They engaged in unconscionable predatory lending that offered huge profits for a time, but led to dire consequences when the loans proved unpayable. And they created, maintained and justified a housing bubble, the popping of which has thrown the United States and the world into a deep recession, resulted in a foreclosure epidemic ripping apart communities across the country, and caused the financial crisis itself.

But while Wall Street may not have anyone else to blame, and is culpable for the financial crisis and global recession, others do share responsibility.

For the last three decades, financial regulators, Congress and the executive branch have steadily pulled back the regulatory system that restrained the financial sector from acting on its own worst tendencies. The post-Depression regulatory system aimed to force disclosure of publicly relevant financial information; established limits on the use of leverage; drew bright lines between different kinds of financial activity and protected regulated commercial banking from investment bank-style risk taking; enforced meaningful limits on economic concentration, especially in the banking sector; provided meaningful consumer protections (including restrictions on usurious interest rates); and contained the financial sector so that it remained subordinate to the real economy. This hodgepodge regulatory system was, of course, highly imperfect, including because it too often failed to deliver on its promises.
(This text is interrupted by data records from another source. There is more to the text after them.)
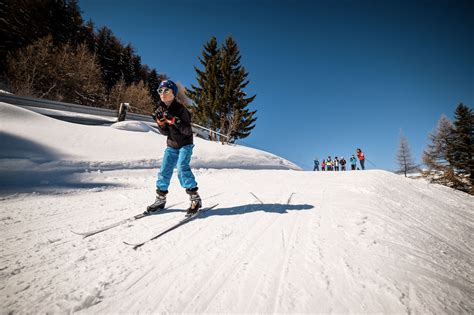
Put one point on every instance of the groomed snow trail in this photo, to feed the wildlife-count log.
(359, 242)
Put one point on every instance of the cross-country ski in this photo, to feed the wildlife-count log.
(186, 219)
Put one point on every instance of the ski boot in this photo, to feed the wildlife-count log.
(159, 203)
(195, 201)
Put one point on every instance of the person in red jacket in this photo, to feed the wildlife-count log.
(361, 157)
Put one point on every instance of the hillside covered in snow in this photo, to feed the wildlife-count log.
(279, 241)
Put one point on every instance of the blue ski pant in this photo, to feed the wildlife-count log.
(180, 158)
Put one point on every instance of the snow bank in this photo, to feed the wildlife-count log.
(38, 148)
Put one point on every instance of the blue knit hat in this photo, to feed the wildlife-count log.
(170, 85)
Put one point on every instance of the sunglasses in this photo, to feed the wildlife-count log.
(164, 91)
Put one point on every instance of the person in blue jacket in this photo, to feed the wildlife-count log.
(174, 121)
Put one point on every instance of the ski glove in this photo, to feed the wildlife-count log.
(171, 120)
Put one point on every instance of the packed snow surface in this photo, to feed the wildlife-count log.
(279, 241)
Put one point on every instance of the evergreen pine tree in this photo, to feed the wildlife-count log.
(219, 100)
(206, 96)
(236, 121)
(435, 156)
(109, 49)
(461, 147)
(404, 158)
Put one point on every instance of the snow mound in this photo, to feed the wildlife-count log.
(38, 151)
(132, 126)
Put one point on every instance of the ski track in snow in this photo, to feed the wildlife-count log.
(358, 242)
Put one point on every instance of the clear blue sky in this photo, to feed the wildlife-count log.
(330, 76)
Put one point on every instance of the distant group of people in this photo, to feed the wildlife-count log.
(339, 164)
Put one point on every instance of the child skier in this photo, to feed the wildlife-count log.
(174, 121)
(343, 163)
(353, 162)
(316, 165)
(361, 157)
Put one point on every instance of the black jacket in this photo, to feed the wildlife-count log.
(181, 133)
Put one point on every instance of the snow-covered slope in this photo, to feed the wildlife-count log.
(41, 142)
(280, 241)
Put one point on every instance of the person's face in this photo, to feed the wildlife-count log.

But it was not its imperfections that led to the erosion and collapse of that regulatory system. It was a concerted effort by Wall Street, steadily gaining momentum until it reached fever pitch in the late 1990s and continued right through the first half of 2008. Even now, Wall Street continues to defend many of its worst practices. Though it bows to the political reality that new regulation is coming, it aims to reduce the scope and importance of that regulation and, if possible, use the guise of regulation to further remove public controls over its operations.